Fungi may not seem like an obvious power source, but researchers have proven they can offer a sustainable and renewable way to generate electricity. Through a blend of microbiology, materials science, and electrical engineering, a new kind of battery—based entirely on living fungi and biodegradable materials—has come to life in the lab.
A Growing Problem, and a Natural Solution
Electronic waste is growing fast. By 2030, experts estimate that the world will generate nearly 75 million metric tons of it. Most of this e-waste includes parts that can’t be recycled or safely broken down. This makes the need for greener, safer electronics more urgent than ever.

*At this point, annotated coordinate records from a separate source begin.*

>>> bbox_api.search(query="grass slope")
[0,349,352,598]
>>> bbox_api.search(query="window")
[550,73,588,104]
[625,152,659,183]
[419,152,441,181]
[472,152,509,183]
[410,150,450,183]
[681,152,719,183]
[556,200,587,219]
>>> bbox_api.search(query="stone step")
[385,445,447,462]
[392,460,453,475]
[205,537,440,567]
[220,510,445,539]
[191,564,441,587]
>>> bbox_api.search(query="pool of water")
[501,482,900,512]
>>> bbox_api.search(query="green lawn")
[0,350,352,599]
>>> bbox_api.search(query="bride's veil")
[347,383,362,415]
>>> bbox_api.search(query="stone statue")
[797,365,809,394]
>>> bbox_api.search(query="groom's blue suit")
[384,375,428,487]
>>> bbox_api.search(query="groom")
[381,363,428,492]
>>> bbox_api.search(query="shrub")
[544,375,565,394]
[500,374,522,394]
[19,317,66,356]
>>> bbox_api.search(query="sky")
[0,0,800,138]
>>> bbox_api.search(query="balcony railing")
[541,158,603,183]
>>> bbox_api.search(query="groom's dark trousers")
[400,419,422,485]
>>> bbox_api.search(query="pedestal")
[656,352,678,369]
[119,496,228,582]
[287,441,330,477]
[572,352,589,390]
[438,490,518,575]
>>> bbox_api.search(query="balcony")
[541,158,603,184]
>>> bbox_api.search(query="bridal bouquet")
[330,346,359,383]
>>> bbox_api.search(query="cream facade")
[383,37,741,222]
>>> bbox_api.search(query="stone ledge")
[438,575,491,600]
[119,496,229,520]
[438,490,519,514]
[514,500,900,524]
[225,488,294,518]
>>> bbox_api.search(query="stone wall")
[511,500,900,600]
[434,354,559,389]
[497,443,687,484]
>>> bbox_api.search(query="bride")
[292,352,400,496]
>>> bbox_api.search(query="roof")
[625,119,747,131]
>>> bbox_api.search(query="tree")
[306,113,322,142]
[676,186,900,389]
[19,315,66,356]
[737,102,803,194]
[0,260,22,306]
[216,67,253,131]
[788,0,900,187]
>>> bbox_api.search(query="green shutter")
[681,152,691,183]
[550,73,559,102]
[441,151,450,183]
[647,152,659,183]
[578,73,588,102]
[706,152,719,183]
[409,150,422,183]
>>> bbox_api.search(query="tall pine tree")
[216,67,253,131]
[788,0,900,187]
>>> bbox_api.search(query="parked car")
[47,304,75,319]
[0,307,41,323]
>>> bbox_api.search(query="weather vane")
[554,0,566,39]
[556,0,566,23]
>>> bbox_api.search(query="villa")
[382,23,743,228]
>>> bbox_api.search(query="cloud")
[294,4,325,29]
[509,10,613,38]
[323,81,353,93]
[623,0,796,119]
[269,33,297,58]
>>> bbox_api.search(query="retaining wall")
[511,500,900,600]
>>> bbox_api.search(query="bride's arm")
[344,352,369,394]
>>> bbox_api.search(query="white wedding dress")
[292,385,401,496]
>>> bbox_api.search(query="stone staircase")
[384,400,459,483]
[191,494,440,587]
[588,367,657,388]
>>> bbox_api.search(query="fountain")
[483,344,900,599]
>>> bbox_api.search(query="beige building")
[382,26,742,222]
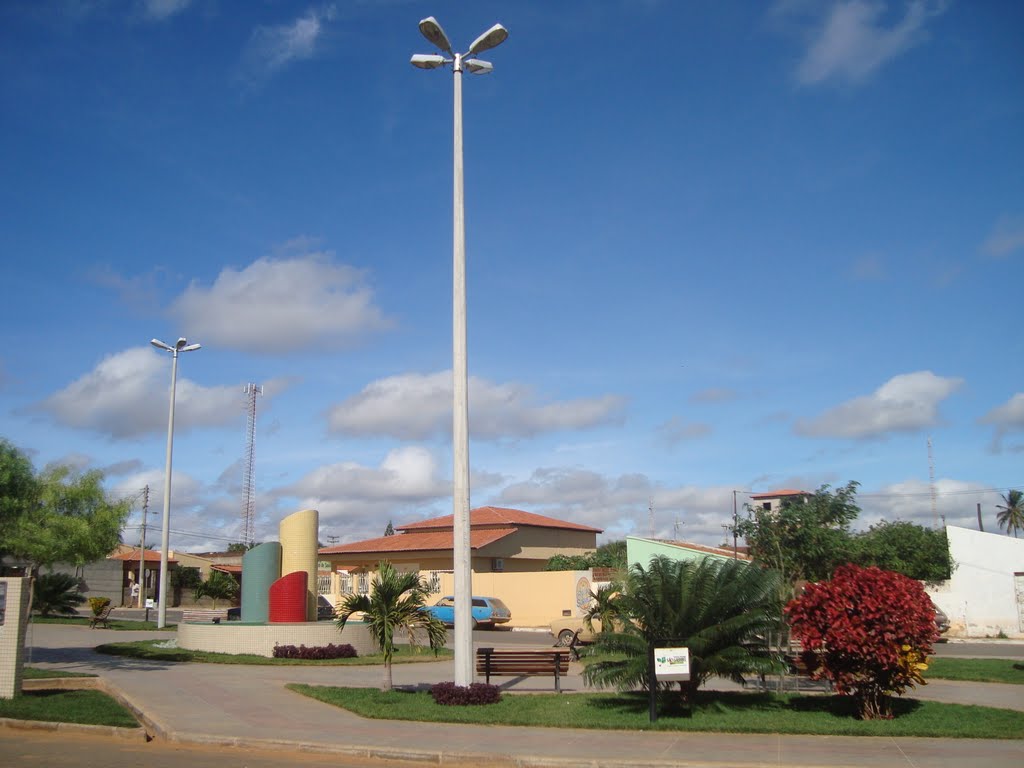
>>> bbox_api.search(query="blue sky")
[0,0,1024,551]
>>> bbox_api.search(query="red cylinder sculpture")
[268,570,309,624]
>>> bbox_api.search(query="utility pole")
[136,483,150,608]
[732,488,739,560]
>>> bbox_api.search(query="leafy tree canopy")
[735,480,860,584]
[0,456,131,572]
[995,488,1024,539]
[852,521,953,583]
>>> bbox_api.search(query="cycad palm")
[995,488,1024,539]
[584,557,781,702]
[335,560,447,690]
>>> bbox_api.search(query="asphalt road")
[0,728,436,768]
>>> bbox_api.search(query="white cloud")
[797,0,945,85]
[982,216,1024,256]
[979,392,1024,453]
[171,254,389,354]
[243,4,336,76]
[657,416,712,445]
[35,347,283,438]
[328,371,625,439]
[796,371,964,437]
[854,478,999,532]
[499,467,732,545]
[142,0,191,22]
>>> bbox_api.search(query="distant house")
[926,525,1024,638]
[751,488,814,512]
[317,507,602,627]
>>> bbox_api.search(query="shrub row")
[273,643,357,659]
[430,683,502,707]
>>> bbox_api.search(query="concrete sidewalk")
[14,625,1024,768]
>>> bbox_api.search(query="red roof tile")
[395,507,603,534]
[319,527,516,555]
[751,488,814,499]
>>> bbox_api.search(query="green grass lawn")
[22,667,96,680]
[96,640,452,667]
[925,657,1024,685]
[0,690,141,728]
[288,684,1024,738]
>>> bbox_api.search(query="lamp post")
[411,16,509,686]
[150,339,201,629]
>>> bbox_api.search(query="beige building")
[317,507,602,627]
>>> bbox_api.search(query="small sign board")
[654,648,690,680]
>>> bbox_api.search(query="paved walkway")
[14,625,1024,768]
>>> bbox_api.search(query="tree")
[995,488,1024,539]
[851,521,953,584]
[584,557,782,705]
[734,480,860,584]
[32,573,85,616]
[0,438,39,555]
[785,565,939,720]
[194,570,239,608]
[335,560,447,690]
[583,582,623,632]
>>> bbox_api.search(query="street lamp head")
[462,58,495,75]
[409,53,447,70]
[420,16,452,55]
[468,23,509,55]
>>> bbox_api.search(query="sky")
[0,0,1024,552]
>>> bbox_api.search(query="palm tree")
[995,488,1024,539]
[583,582,623,632]
[335,560,447,690]
[584,557,782,705]
[32,573,85,616]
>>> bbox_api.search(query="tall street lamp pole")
[412,16,509,686]
[150,339,201,629]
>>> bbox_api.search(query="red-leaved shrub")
[273,643,356,660]
[785,565,939,720]
[430,683,502,707]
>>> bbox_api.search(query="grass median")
[288,683,1024,739]
[96,640,452,667]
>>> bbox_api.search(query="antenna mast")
[242,384,263,547]
[928,437,939,528]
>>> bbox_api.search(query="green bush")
[32,573,85,616]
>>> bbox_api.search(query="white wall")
[926,525,1024,638]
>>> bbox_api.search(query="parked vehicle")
[551,616,601,647]
[423,595,512,628]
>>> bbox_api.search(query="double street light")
[411,16,509,686]
[150,339,201,629]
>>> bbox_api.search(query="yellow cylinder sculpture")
[281,509,319,622]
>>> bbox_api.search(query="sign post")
[647,643,690,723]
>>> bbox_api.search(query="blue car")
[423,595,512,628]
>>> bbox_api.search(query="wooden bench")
[476,648,570,693]
[181,608,233,624]
[89,603,114,630]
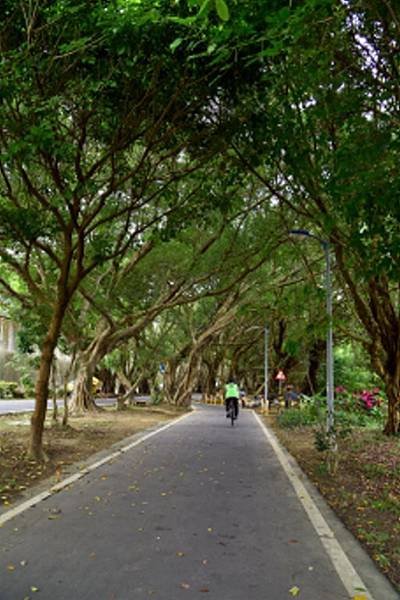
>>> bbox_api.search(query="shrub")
[277,408,315,429]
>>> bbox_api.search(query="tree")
[0,1,247,459]
[219,0,400,434]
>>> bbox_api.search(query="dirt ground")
[265,417,400,591]
[0,406,185,507]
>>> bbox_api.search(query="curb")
[253,411,400,600]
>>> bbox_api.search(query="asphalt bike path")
[0,407,394,600]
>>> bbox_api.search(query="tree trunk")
[383,380,400,435]
[51,357,58,425]
[302,340,326,396]
[28,299,67,461]
[69,355,99,415]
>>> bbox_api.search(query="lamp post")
[247,323,269,409]
[264,325,268,410]
[289,229,334,435]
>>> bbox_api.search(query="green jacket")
[225,383,240,400]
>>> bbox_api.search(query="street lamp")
[247,324,268,408]
[289,229,334,435]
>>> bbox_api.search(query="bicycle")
[227,399,236,427]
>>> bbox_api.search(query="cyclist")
[225,379,240,419]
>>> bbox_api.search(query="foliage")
[334,342,381,392]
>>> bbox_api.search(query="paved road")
[0,407,394,600]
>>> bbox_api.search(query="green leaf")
[169,38,183,52]
[215,0,229,21]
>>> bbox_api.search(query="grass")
[0,405,189,509]
[265,416,400,591]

To address this, scientists have started turning to nature. One major breakthrough is the development of microbial fuel cells (MFCs), also known as biobatteries. These devices use the metabolic activity of microorganisms to produce energy.
Until now, most MFCs have relied on bacteria. But researchers at Empa’s Cellulose and Wood Materials Laboratory in Switzerland have found a way to make them work with fungi—organisms that are typically used in fermentation or for breaking down wood.
“For the first time, we have combined two types of fungi to create a functioning fuel cell,” said Carolina Reyes, one of the lead researchers at Empa.
Fungi Meet 3D Printing
This new biobattery doesn’t just rely on fungi—it is made with them. Using advanced 3D printing, scientists embedded living fungal cells into cellulose-based ink to build the components of the battery. These fungi aren’t added in afterward—they’re printed right into the structure. This method makes sure the fungi have access to nutrients and can grow in the right places.
The 3D-printed ink includes cellulose nanocrystals and nanofibrils, carbon black, and graphite flakes. Together, these materials create a strong, biodegradable structure that also conducts electricity.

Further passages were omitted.